Por outro lado, embora ainda sem consenso total, é bom ter em conta a proposta de definição do Conselho de Segurança da ONU.
Terrorismo: [conjunto de] atos criminosos contra civis, cometidos com o objetivo de causar morte ou feridas sérias ou toma de reféns, para provocar estado de terror no público em geral ou em um grupo de pessoas ou em indivíduos, intimidar a população, ou compelir o governo ou uma organização internacional para fazer ou deixar de fazer determinado ato”

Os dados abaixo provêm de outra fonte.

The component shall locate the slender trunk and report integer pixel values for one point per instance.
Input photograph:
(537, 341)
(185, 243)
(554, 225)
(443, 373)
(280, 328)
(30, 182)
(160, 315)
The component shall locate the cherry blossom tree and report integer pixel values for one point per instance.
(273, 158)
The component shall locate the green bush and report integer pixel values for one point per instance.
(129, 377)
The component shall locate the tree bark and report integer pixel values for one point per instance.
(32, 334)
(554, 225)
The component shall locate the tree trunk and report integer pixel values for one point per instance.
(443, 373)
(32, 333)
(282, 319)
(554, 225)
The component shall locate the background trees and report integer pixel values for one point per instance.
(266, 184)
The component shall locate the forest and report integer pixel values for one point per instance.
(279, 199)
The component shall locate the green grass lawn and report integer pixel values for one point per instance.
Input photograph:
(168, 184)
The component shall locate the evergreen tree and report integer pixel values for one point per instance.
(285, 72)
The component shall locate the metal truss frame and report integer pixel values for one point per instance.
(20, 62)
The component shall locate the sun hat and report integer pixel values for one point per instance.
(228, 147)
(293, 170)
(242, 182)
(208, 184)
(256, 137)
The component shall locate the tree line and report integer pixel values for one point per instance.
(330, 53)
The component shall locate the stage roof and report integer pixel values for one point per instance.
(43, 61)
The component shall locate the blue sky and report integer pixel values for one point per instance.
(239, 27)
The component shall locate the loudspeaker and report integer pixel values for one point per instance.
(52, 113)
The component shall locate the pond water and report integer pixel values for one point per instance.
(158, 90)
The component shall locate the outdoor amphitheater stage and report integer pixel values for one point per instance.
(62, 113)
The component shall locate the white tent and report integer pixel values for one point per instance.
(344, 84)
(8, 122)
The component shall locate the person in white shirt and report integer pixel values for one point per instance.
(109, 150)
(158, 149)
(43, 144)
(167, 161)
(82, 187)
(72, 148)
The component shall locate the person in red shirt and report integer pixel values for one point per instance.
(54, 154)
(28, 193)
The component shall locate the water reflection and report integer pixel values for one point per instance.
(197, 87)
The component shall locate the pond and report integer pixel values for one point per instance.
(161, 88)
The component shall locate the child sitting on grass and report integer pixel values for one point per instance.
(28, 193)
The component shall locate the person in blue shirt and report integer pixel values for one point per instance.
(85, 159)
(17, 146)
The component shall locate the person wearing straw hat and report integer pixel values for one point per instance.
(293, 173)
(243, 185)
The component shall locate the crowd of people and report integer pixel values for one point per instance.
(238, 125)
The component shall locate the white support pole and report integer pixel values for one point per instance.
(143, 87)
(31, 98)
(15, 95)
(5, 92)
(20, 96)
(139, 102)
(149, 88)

Estas distorções não são fruto do acaso. Ainda que, na maioria dos países, as ditaduras tenham saído de cena, o julgamento dos algozes é impedido ou desviado por seus sucessores históricos. Os exemplos de Nuremberg, Grécia ou Argentina (este último numa proporção pequena) não podem aplicar-se a outros países, já que nos três casos houve, de maneira direta ou indireta, intervenção internacional.
O ajuste de contas com o passado de genocídio e tortura não pode ser tratado como um problema nacional, mas como uma questão que afeta a toda a humanidade.